El horror lo provocan seres humanos como nosotros, el horror lo sufren personas como nosotros. Somos salvajes como siempre lo fuimos. Somos violentos y terribles, somos lo que fuimos y lo que seremos.
El dolor es fruto de nuestros actos. Es el mismo dolor que padecieron nuestros antepasados hace tres mil años y el que padecerán nuestros descendientes.
De la misma manera que todo está dicho y preguntado desde los tiempos de Homero, también todo está hecho y no hacemos más que repetirlo.
El horror está dentro de nosotros como lo están también la bondad y la valentía. La civilización no lo ha eliminado, tan solo lo disimula hasta tal punto que cuando lo tenemos frente a nosotros somos capaces de mirar para otro lado.
Hace también miles de años que inventamos el derecho. Es lo único que tenemos para combatir el horror que nos acecha. Es frustrante que la ley y no la propia conciencia sea nuestra única esperanza. La ley y el derecho son el único camino que nos queda.
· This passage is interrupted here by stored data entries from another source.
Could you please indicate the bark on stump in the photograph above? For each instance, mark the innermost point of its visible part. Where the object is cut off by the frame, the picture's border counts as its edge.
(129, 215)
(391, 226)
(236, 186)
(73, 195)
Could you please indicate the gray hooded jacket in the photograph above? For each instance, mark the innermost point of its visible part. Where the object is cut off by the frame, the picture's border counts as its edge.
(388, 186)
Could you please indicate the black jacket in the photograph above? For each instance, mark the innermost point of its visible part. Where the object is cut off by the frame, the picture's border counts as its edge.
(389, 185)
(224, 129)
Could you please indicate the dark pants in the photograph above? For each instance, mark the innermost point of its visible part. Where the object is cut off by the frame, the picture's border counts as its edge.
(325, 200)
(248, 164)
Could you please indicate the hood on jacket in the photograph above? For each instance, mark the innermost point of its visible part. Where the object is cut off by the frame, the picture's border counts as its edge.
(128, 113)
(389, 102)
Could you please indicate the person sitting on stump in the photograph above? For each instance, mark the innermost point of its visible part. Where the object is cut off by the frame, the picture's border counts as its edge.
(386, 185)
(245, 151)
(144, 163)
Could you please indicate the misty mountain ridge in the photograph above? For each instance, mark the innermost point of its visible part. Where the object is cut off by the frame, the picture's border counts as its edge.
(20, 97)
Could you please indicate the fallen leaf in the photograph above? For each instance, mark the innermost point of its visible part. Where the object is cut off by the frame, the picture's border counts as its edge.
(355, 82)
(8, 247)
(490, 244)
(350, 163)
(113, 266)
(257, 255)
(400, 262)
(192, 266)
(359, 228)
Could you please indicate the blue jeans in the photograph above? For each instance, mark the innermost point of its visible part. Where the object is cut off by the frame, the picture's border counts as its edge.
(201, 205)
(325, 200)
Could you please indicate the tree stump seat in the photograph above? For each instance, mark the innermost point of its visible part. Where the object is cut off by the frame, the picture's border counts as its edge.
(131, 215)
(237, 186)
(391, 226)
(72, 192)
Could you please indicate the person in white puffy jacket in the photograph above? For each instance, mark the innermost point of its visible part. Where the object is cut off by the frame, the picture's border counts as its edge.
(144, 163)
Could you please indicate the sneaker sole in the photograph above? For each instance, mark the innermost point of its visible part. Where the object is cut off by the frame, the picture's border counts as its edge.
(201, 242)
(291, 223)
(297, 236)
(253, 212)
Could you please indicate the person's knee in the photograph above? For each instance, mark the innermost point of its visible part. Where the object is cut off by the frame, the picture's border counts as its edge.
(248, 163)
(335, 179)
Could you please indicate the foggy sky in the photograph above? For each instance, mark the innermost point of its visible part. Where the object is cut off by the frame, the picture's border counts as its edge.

El único lenguaje.
El derecho no hará desaparecer el monstruo con el que compartimos nuestra propia vida pero es el único consenso mediante el cual podremos, poco a poco y algún día, resolver los conflictos que forman y formarán parte de nosotros.
Mientras contemplemos el horror como si no fuera nuestro, mientras no nos enfrentemos a lo que verdaderamente somos no lograremos nada.
Aceptar que tenemos lo mejor y lo peor dentro de nosotros y aceptar que solo un lenguaje que entendamos todos nos ayudará a salir de este laberinto macabro son las dos condiciones necesarias para poder seguir adelante.